Mais l’historien et spécialiste de ce mythe ne s’arrête pas là : Petitfils évoque en effet toutes les hypothèses formulées jusqu’à aujourd’hui sur l’identité du prisonnier. Des nombreuses spéculations ressortent de plus intriguant le rapprochement entre le masque de fer avec le jeune comte de Vermandois (fils de Louis XIV et de sa maîtresse, Louise de la Vallière), disparu trois ans et demi avant l’apparition du masque de fer, ou encore avec un prétendu fils d’Anne d’Autriche qu’elle aurait conçu dans les bras d’un amant d’un soir, le jeune C.D.R. On affirma également qu’il s’agissait d’un milord anglais qui avait, selon les dires de Madame Palatine, participé à l’affaire du duc de Berwick contre le roi Guillaume. Nous connaissons tous également la fameuse hypothèse selon laquelle le masque de fer ne serait nul autre que le surintendant des finances, Nicolas Fouquet, ou encore le frère jumeau de Louis XIV, un homme bien plus noble et plus indulgent envers son peuple que ne le sera jamais le roi-Soleil. Un grand merci à Alexandre Dumas pour avoir assuré le succès éternel de cette affaire en popularisant cette dernière hypothèse dans son roman Le Vicomte de Bragelonne.

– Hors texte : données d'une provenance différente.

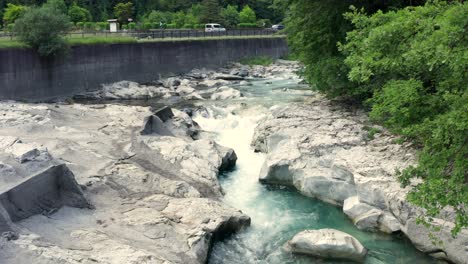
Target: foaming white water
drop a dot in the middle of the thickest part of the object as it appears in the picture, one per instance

Couverture et images issues du film L’homme au masque de fer (The man in the iron mask), réalisé par Randall Wallace en 1998 et s’inspirant du roman d’Alexandre Dumas

 

En vérité, plusieurs personnes peuvent être suspectes et, malgré la complexité de cette affaire, Petitfils penche pour une hypothèse en particulier. Comment en vient-il alors à bout de cette obscure histoire ? La phrase suivante résume la démarche empruntée par l’auteur pour parvenir à découvrir l’identité du masque de fer : « Il n’est pas indispensable, estime-t-il, de suivre la trace des prisonniers arrivés à Pignerol entre 1665 et 1681, il suffit de connaître ceux qui s’y trouvaient en 1681.« 

Pour en savoir plus, je vous laisse découvrir par vous-mêmes ce livre qui apporte une réponse à l’une des affaires les plus incroyables de l’Histoire. Nous pouvons par ailleurs reconnaître à Jean-Christian Petitfils la capacité à relater des événements importants et complexes tout en rendant la lecture fluide et agréable. Je vous recommande donc fortement cet ouvrage qui ne manque pas de nous tenir en haleine et ce, du début jusqu’à la fin!